Maar als je het thema van vandaag op je laat inwerken, dan dringen zich ook
beelden op uit andere regio's. De smeltende 'eeuwige' sneeuw van de
Kilimanjaro. De droogte in Zuid-Europa. De toenemende wateroverlast in
Midden- en Oost Europa. De orkanen op de Noord- en Zuid-Amerikaanse
continenten.
Het klimaat verandert - wordt grimmiger. Wereldwijd, dus ook in Nederland.
De temperatuur stijgt. Waar maken we ons zo druk om zal menigeen denken?
Waarschijnlijk met de zomerse temperaturen van het laatste weekend van
oktober in het achterhoofd. Maar opwarming resulteert enerzijds in meer
neerslag en anderzijds in grotere kans op droogte. De zeespiegel stijgt. En
de rivieren uit het gedicht van Marsman - ónze rivieren - krijgen meer
water te verstouwen. U hebt het vandaag al vaak gehoord, maar het kan niet
genoeg benadrukt worden.
Maar we moeten ook rekening houden met het verdwijnen van verschillende
dier- en plantensoorten. En de intrede van nieuwe soorten en de verstoring
van het natuurlijk evenwicht. Hogere sterftecijfers door het warmere weer.
Daar staan wel kansen voor toerisme en de recreatiesector tegenover, want
het Nederlandse klimaat wordt meer mediterraan.
De effecten van klimaatverandering zullen op praktisch alle
beleidsterreinen voelbaar, zichtbaar en merkbaar zijn. Daarom ben ik blij
met de motie van het Eerste Kamerlid Wolter Lemstra. De motie roept ons op
de blik vooruit te richten en een integrale benadering te zoeken. Het
veranderende klimaat staat op de kaart. Een terechte focus.
We kunnen de klok helaas niet meer terugdraaien: het klimaat verandert hoe
dan ook. Ook de klok stil zetten zal niet meer gaan. Wat we wel kunnen doen
is al onze energie en creativiteit stoppen in twee dingen: erger voorkomen
en ons aanpassen aan de komende veranderingen.
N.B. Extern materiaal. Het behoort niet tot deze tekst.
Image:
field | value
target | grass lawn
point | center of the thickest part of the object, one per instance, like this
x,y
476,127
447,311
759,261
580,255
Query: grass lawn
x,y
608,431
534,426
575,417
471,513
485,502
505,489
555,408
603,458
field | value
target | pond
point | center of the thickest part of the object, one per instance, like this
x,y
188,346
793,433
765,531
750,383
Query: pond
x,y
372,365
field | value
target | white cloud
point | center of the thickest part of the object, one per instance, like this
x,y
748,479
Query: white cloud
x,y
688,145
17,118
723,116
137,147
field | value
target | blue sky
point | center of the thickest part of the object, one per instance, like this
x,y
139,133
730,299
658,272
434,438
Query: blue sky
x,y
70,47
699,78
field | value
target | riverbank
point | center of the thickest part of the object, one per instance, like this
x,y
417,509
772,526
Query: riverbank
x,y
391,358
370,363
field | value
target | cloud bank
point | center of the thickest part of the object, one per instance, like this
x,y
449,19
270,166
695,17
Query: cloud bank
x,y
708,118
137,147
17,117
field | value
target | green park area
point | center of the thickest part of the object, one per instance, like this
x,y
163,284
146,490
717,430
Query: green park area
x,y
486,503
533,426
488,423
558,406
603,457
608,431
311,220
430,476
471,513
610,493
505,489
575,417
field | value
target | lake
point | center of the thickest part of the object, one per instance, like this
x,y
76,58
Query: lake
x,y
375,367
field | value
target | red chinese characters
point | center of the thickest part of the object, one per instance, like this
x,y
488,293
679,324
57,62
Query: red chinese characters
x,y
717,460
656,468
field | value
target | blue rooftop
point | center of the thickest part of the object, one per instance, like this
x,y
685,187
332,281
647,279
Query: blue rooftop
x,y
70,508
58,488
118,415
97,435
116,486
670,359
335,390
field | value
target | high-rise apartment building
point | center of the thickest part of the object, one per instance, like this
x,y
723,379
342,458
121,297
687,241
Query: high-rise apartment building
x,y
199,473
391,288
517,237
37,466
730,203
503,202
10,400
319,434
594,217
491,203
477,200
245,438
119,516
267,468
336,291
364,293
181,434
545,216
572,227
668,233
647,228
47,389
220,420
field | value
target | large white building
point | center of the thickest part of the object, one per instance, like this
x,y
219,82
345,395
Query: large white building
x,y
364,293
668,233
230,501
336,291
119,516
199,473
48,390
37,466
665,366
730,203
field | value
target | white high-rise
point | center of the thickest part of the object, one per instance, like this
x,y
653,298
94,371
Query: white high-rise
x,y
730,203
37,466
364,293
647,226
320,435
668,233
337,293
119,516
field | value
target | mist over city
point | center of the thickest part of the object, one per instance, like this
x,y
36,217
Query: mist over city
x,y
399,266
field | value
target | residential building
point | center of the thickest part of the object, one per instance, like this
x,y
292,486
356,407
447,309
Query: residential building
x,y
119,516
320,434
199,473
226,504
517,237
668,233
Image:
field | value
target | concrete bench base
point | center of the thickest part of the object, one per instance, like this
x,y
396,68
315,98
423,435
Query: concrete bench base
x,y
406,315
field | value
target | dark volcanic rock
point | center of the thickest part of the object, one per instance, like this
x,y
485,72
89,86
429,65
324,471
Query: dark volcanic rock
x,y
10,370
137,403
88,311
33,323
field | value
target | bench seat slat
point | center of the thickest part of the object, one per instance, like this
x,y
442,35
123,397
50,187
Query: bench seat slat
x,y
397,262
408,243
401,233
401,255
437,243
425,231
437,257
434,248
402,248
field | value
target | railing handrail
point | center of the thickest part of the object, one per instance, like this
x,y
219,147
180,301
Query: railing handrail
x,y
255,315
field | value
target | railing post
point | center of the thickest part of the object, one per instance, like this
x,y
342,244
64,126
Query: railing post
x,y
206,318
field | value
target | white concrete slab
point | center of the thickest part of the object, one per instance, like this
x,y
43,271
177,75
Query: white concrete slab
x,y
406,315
Nationaal en internationaal wordt er al gewerkt aan het verminderen van de
uitstoot van broeikasgassen. En dat is hard nodig om de situatie niet
volledig uit de hand te laten lopen. Staatssecretaris Van Geel zal straks
ingaan op wat er gedaan wordt - en kan worden - om ernstiger
klimaatverandering te voorkomen.
Maar de meest vergaande maatregelen om de uitstoot van broeikasgassen te
beperken zullen niet afdoende zijn het tij te keren. We zullen ons daarom
ook aan moeten passen aan de klimatologische veranderingen. Adaptatie dus.
De vraag is namelijk niet of het gaat gebeuren, maar wanneer het gaat
gebeuren. En vooral ook in welke vorm. Het is geen verschijnsel dat heel
geleidelijk, sluipend plaatsvindt, maar het gaat gepaard met grote pieken
en extremen. Dat kan volgend jaar al gebeuren.
Nederland moet klimaatbestendig worden. Zodanig ingericht dat we de
effecten van de klimaatverandering op kunnen vangen. We staan voor een
majeure opgave. Eén waar we onze ogen niet voor kunnen sluiten. Het kabinet
voelt de urgentie. En pakt de handschoen op. Nu werken aan een veilig en
leefbaar Nederland straks. Nieuw beleid voor een nieuw klimaat.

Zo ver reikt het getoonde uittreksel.